I'll be up for a while longer--a friend is driving in for the weekend and will arrive early this morning. Since Dennis needs to get up a 4am to go to work, I'm up to greet our guest.
Friday was a good day.
I went to Margie's for a women's bible study with internationals. We are studying the parables of Jesus together. It was fun and encouraging. A few of our group haven't become believers yet. But it was sweet to see them come closer to the faith, to develop a deeper picture of the life we have in Jesus and be exposed to the truth in God's word.
Then, I brought Batman the kitten to his new home, to meet his new family. My co-worker Aimee took him in. As I watched him interact with his new dog friend and his new kids, I knew he was going to fit right in. Aimee and I worked together last night. She got a phone call from her husband who told her that Batman had pizza for dinner with the kids--he actually stole a slice from her 2 year old girl and took off to a hiding place under a desk to chow down on it. They all thought it was hilarious. I was mortified, he had never had such bad manners in our house to help himself to "people food" right off of their plates. But his new family liked his spunkiness, that he had a personality and wasn't afraid of them. Yep, I guess he really did fit right in.
After that, I swam a mile at the "Y". For the last two months, I've been sporadic in my lap swimming, averaging about once a week, and not for long work outs. I tapered out to not even a quarter mile. It's not enough. So a few days ago, I decided to get serious. I swam 10 laps one day, 16 laps the next and yesterday went to 26, which in our pool is a mile. The session of 10 laps, I really felt out of shape and did only the breaststroke.
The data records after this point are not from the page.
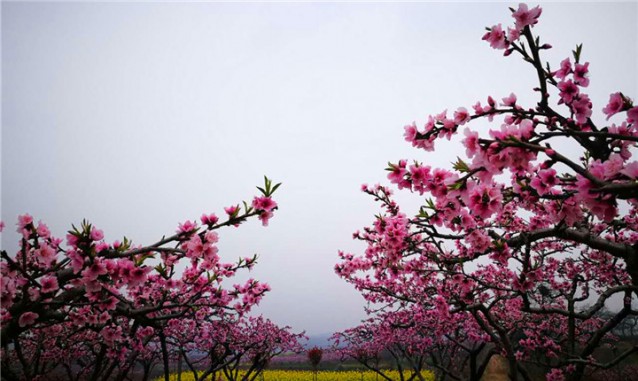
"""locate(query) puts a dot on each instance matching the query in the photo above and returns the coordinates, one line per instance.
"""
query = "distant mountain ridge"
(320, 340)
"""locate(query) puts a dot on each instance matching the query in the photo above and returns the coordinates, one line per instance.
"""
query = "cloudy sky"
(141, 115)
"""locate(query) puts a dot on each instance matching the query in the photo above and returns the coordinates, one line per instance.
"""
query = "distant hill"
(320, 340)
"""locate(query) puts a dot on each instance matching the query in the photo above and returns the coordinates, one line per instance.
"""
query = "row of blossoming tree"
(90, 310)
(518, 249)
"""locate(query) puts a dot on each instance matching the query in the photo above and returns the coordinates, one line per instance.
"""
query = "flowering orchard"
(518, 248)
(92, 310)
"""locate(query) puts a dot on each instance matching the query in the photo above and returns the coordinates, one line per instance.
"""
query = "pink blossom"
(565, 69)
(496, 37)
(27, 318)
(232, 210)
(138, 275)
(544, 181)
(631, 170)
(264, 217)
(581, 107)
(461, 116)
(568, 90)
(555, 375)
(77, 261)
(615, 105)
(49, 284)
(209, 219)
(581, 73)
(513, 34)
(397, 171)
(410, 132)
(45, 254)
(509, 100)
(525, 17)
(471, 142)
(94, 270)
(96, 234)
(485, 199)
(43, 230)
(187, 227)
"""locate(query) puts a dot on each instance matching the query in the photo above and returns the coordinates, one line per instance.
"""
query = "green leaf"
(461, 166)
(456, 185)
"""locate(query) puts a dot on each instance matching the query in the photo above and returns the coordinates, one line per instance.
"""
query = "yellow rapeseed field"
(306, 375)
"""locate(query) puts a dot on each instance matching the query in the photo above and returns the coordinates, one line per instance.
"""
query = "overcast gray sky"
(141, 115)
The next set of 16 laps, I felt as though I was really pushing it and I could do no more. Yesterday's workout, I felt I was only getting started when I finished the first half mile. It surprised me that I had a little more in me than I thought. And out of the 26 laps, I did eight with breaststroke and 17 freestyle with my last lap a backstroke. A lazy backstroke--my reward for finishing the mile under an hour.
With swimming laps, sometimes there is a law of diminishing returns. The more you do, the less you get out of it because of tiredness and boredom. Unless I have goals, I am not very motivated. For several months, I worked towards a goal and I met it. It was hard to figure out where to go next. Or how to get there once I figured it out. I don't know if I want to keep on tacking more miles. I probably have it in me to swim at least two miles. But it won't be under 2 hours. The more laps, the slower I'll probably get and where is the cardio workout in that? Yesterday, I figured out how to go a bit faster and smoother, just by adjusting the position of my head. I would like to learn how to do flip turns. It's basically turning oneself into a pretzel under water, I have a hard time just visualizing the move. And getting over the fear of crashing into the wall.
And sometimes, I forget to have fun in the process. The lazy finish with the slow backstroke reminded me how much I like to just be in the water. I swim for a lot of benefits regarding my health. But I also swim for the pleasure of it. It is relaxing to forget everything else and to just concentrate on breathing and my swim. Furthermore, when I am in good form, it is a great sensation as I feel the power of each stroke sculling me through the water. I feel like I'm flying for a few moments. For years, I've enjoyed watching experienced swimmers with their grace and ease. It is a thrill to think that I could become one of them.
The friend should be here soon. Time to go.